Требование от допрашиваемых «чистосердечного признания» следователи НКВД часто облекали в форму просьбы о некоей «помощи органам», за которую эти органы не останутся-де у него в долгу. Почти всегда в таких случаях разговор шел о «выдаче» несуществующих сообщников, которыми могли явиться, главным образом, близкие друзья, а то и родственники обвиняемого. Это нередко наталкивалось на трудно преодолеваемые этические барьеры. Особенно у таких как Корнев, отягощенных наследственным, русско-интеллигентским идеализмом рыцарей гражданской морали. Через три месяца почти непрерывных допросов с применением мер воздействия в виде карцеров, лишения сна, частых избиений, держания «на стойке», этот хрупкий потомственный интеллигентишка начал совсем «доходить». Он довольно быстро признал, что ездил к Вышинскому с целью его застрелить. Однако сделал это только-де по собственной инициативе, движимый чувством ненависти к большевикам. Пистолет же, которым он хотел воспользоваться, а потом, не решившись на это, зашвырнул в Москву-реку, сохранился в их семье с дореволюционных времен. Версия годилась разве только на худой конец. Она не соответствовала тогдашним политико-юридическим концепциям. Политический террорист-одиночка, да еще покушающийся на жизнь одного из главных деятелей Советского государства, был либо живым анахронизмом, либо свидетельством плохой работы следственного отдела областного управления НКВД. Связи же с какой-либо организацией Корнев упорно не признавал. Ведь это означало бы, что он должен назвать хотя бы одного конкретного человека, через которого поддерживалась эта связь. Того, конечно, арестуют, и начнется новая цепная реакция вербовок и оговоров. Махнув рукой на собственную жизнь, Корнев считал, что губить чужие жизни он права не имеет.

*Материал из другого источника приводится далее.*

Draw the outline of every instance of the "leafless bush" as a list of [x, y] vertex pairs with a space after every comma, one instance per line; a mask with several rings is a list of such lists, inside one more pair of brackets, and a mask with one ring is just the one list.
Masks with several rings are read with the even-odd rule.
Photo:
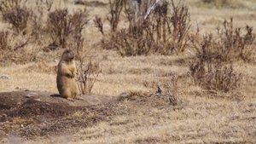
[[22, 0], [3, 0], [0, 3], [0, 11], [4, 20], [12, 24], [20, 33], [26, 28], [29, 11], [26, 6], [21, 7]]
[[218, 61], [249, 60], [253, 51], [254, 36], [253, 27], [248, 26], [245, 32], [234, 28], [231, 19], [230, 22], [224, 22], [224, 29], [218, 29], [216, 38], [212, 34], [201, 37], [198, 31], [190, 36], [190, 41], [199, 57]]
[[190, 66], [194, 82], [210, 91], [228, 92], [239, 86], [241, 74], [234, 71], [232, 65], [200, 61]]
[[99, 63], [90, 61], [88, 64], [84, 64], [84, 60], [79, 60], [77, 79], [79, 82], [79, 89], [83, 95], [90, 95], [100, 72]]
[[195, 84], [210, 91], [228, 92], [237, 88], [241, 75], [231, 63], [234, 60], [245, 60], [247, 50], [252, 52], [254, 37], [251, 27], [247, 26], [244, 36], [240, 28], [233, 28], [232, 20], [224, 21], [224, 27], [215, 39], [212, 34], [201, 37], [199, 30], [190, 37], [198, 58], [190, 66], [191, 77]]
[[[74, 14], [69, 14], [67, 9], [57, 9], [48, 14], [48, 28], [51, 33], [53, 43], [65, 48], [69, 36], [74, 36], [74, 39], [82, 41], [81, 32], [87, 22], [86, 11], [77, 11]], [[76, 43], [77, 48], [80, 43]]]
[[100, 17], [98, 16], [96, 16], [95, 17], [95, 20], [93, 20], [96, 26], [98, 28], [99, 32], [104, 35], [104, 31], [103, 31], [103, 23], [102, 23], [102, 20]]
[[32, 27], [31, 35], [33, 36], [36, 41], [41, 39], [45, 32], [44, 30], [44, 21], [43, 17], [49, 13], [53, 2], [53, 0], [37, 0], [35, 8], [31, 10], [30, 20]]
[[84, 9], [84, 11], [77, 11], [70, 18], [72, 22], [72, 34], [74, 39], [74, 49], [77, 50], [77, 55], [79, 59], [81, 59], [83, 53], [84, 38], [82, 36], [82, 31], [88, 22], [87, 17], [88, 15]]
[[107, 19], [111, 26], [112, 32], [116, 32], [117, 30], [124, 3], [124, 0], [109, 0], [110, 15]]
[[9, 49], [9, 32], [0, 32], [0, 50]]
[[71, 21], [68, 20], [67, 9], [57, 9], [48, 14], [48, 29], [53, 43], [66, 47], [67, 37], [71, 32]]
[[[175, 5], [173, 1], [171, 4], [167, 3], [159, 4], [158, 1], [153, 0], [145, 2], [142, 2], [139, 5], [138, 12], [134, 12], [134, 8], [127, 3], [120, 3], [123, 6], [119, 5], [119, 9], [115, 15], [119, 15], [119, 10], [122, 10], [120, 7], [125, 7], [129, 27], [112, 30], [108, 39], [102, 40], [103, 48], [117, 49], [123, 56], [149, 53], [172, 55], [183, 52], [189, 43], [187, 36], [190, 27], [188, 8], [182, 3]], [[171, 9], [172, 12], [170, 11], [168, 14], [168, 10]], [[96, 20], [95, 20], [96, 26], [102, 32], [102, 26], [99, 19]]]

Возникла опасность, что этот слабогрудый астеник, заболевший, как многие здесь, скоротечной чахоткой, загнется в своей камере. Такой конец дела, о котором мог поступить запрос из самой Москвы, был крайне нежелательным для следователей Корнева. Он характеризовал бы их работу уже не как просто плохую, а как совсем грязную.
Поэтому было решено избавить слишком совестливого упрямца от вербовки. Тем более что как вербовщик он не представлял для НКВД никакого интереса. Был найден покладистый подследственный, давно уже расколовшийся по «всем швам», которому было все равно на кого еще и что написать. Услужливый «помощник следствия» дал нужные дополнительные показания. Согласно этим показаниям он и был тем связным эсэровской террористической группы, который завербовал в нее Корнева и все эти годы периодически извещал его, что организация продолжает существовать и в свое время даст ему ответственное поручение. Такое поручение несколько месяцев тому назад он и передал вместе с пистолетом иностранной системы — приводилось даже название этой системы — товарищу по тайной организации, сумевшему пролезть на должность, внушающую к нему доверие официальных органов. Пользуясь косвенными подсказками, смекалистый сочинитель, только сейчас узнавший о самом существовании Корнева, приводил и другие подробности своих встреч и разговоров с ним. НКВД любило в таких сочинениях детали, придававшие им правдоподобность. При условии, конечно, что они заведомо не могли быть проверены. Вроде системы пистолета, в забытом месте брошенного в реку.
«Обличитель» своего товарища по преступной деятельности особо подчеркивал, что никого больше из своей организации тот не знал. Это вполне соответствовало принципам современной структуры контрреволюционного подполья и было принято следствием безоговорочно. Показания его «вербовщика» были зачитаны Корневу. Ему таким образом было дано понять, что «организация», к которой он приписан, все равно уже разгромлена и что его признание, следовательно, не является предательством по отношению к кому бы то ни было. Расчет оказался точным. Корнев оценил оказанную ему «помощь» и переписал свои показания в нужном НКВД духе. Не потребовалась даже очная ставка с его обличителем. Но при этом его потрескавшиеся, посиневшие губы на худом заросшем лице кривились в какую-то странную, как будто торжествующую улыбку. Корнев и в самом деле торжествовал. Его писанина не могла уже ничего прибавить или убавить в его собственной судьбе. Но по отношению к другим его совесть оставалась чистой. Умереть же надо с чистой совестью.